Jun 13, 2007
Retail sales, import prices surgeBy David LawderCanada.com

Washington (Reuters) – Retail sales rose more than twice as much as expected in May, while import prices surged, adding to recent data suggesting the U.S. economy is recovering strongly after a slowdown in the first quarter.

Sales by U.S. retailers rose 1.4 percent in May as consumers shrugged off higher gasoline prices and increased their spending on cars, clothing and building materials, a Commerce Department report showed.

Import prices, which are monitored closely by Federal Reserve policy-makers as a potential source of inflation, rose for the fourth straight month on higher petroleum costs.

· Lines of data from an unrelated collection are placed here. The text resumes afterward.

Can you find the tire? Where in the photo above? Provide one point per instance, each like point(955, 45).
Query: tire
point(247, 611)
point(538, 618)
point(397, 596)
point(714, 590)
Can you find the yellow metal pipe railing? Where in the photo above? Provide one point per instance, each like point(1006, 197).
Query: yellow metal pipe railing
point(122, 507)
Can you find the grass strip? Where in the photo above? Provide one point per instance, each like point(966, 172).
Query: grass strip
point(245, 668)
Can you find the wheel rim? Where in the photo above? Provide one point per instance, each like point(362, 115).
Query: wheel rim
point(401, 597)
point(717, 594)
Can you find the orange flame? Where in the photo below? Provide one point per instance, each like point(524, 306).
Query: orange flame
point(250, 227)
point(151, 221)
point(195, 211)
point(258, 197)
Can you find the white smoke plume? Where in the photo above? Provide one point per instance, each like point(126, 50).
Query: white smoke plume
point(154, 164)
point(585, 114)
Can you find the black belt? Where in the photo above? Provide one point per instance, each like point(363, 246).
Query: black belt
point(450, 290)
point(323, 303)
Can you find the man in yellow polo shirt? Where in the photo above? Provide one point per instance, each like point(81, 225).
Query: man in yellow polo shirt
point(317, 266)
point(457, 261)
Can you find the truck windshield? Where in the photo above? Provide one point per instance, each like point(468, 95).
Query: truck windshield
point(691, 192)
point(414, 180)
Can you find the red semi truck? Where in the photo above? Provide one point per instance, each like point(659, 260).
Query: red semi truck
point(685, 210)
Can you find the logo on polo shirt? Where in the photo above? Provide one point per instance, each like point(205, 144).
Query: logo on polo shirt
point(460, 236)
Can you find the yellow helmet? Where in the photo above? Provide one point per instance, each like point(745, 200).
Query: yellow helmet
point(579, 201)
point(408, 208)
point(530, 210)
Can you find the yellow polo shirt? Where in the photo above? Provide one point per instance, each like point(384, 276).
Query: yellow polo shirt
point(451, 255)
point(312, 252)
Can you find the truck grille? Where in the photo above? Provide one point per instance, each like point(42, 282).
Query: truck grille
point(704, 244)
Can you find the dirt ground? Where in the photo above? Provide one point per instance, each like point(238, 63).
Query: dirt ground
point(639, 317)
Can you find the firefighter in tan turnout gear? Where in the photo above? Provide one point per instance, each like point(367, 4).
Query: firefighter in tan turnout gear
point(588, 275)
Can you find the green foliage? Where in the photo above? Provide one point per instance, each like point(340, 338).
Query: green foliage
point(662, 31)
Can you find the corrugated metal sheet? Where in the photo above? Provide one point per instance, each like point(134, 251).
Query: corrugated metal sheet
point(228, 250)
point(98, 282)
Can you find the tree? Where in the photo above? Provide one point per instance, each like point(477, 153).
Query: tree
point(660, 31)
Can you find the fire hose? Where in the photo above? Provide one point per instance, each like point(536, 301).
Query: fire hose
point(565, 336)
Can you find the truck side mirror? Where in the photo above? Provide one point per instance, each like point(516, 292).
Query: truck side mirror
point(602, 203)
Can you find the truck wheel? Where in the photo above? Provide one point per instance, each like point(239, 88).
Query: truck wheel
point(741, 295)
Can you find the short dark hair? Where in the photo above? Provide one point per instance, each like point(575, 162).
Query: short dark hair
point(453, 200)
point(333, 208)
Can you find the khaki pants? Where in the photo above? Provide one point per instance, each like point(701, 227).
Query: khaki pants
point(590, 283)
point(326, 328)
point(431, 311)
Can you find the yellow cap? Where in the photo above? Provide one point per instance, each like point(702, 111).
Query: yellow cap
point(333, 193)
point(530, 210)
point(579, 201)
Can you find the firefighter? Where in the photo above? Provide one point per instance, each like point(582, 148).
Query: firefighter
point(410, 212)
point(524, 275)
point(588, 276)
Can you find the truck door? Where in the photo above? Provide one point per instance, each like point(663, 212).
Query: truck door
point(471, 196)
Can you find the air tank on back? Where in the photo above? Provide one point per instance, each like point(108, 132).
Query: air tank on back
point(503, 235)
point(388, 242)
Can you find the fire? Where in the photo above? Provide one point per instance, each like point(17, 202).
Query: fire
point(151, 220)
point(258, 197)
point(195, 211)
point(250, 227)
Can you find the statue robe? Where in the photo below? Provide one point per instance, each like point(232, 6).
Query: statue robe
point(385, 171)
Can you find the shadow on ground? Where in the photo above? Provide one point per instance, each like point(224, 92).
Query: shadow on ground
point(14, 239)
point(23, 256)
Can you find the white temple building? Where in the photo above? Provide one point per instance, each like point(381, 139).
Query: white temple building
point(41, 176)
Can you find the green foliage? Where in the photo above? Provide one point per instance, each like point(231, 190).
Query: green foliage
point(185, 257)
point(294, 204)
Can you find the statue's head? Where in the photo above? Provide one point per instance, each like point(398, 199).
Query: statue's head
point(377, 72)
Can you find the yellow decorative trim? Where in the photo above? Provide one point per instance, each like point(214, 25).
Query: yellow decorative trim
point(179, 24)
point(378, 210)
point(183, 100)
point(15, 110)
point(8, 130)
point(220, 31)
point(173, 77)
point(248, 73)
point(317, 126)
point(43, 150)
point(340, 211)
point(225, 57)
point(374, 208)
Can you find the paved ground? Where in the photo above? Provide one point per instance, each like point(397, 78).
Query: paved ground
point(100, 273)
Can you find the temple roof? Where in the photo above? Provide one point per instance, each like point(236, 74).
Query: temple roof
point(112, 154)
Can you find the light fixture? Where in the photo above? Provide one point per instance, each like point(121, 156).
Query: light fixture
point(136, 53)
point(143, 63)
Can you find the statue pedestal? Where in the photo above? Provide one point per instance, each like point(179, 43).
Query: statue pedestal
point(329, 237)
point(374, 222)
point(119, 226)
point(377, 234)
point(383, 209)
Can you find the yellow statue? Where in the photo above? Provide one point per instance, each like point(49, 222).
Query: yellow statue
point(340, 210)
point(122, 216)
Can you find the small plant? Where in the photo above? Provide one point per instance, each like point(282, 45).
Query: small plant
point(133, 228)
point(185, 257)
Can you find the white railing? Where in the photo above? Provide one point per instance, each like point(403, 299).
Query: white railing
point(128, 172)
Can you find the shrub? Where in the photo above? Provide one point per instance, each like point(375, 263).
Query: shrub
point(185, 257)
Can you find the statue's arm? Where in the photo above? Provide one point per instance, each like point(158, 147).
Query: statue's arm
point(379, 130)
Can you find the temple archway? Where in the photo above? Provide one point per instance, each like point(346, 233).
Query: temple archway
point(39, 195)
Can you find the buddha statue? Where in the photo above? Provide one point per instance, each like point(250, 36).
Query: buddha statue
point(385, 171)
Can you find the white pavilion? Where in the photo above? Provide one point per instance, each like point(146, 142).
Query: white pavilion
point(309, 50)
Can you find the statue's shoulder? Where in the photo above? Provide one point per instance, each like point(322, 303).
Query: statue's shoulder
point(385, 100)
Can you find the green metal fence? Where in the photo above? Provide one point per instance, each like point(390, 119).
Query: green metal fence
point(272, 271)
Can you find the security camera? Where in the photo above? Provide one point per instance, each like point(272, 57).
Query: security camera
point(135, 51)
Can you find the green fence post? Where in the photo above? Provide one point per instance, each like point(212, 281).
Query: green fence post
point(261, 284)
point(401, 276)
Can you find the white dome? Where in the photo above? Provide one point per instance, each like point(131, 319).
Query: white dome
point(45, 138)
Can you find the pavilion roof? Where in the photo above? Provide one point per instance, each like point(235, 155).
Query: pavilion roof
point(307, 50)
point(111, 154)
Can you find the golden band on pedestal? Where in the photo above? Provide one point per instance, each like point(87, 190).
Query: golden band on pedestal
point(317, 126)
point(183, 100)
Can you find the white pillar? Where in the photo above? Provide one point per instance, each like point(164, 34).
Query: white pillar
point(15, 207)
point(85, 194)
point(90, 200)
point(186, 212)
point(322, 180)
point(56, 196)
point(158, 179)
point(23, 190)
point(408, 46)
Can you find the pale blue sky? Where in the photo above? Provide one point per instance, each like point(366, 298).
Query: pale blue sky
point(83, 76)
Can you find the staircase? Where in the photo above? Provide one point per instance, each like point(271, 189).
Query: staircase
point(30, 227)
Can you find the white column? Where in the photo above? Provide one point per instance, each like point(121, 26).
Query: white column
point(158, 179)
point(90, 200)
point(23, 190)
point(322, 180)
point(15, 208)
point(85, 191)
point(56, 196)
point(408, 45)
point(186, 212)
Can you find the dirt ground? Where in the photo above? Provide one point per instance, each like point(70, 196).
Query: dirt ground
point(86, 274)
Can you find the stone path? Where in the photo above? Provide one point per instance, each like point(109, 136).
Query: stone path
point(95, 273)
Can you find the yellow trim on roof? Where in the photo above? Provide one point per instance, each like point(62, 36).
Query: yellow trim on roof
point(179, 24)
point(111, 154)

The dollar initially rallied and U.S. Treasury bond prices fell, as the data helped further cement a view that the Federal Reserve is unlikely to cut interest rates this year and may even raise them at some point to help cool inflation.

“The economy is coming back stronger than anybody could imagine,” said Mark Vitner, economist at Wachovia Securities in Charlotte, North Carolina. “We were probably one of the most optimistic groups on the street, and the economy is surpassing even our expectations.”

The increase in retail sales was the biggest since January 2006 and was far stronger than the 0.6 percent increase predicted by Wall Street economists in a Reuters poll. April sales were revised to a 0.1 percent fall from a 0.2 percent decline.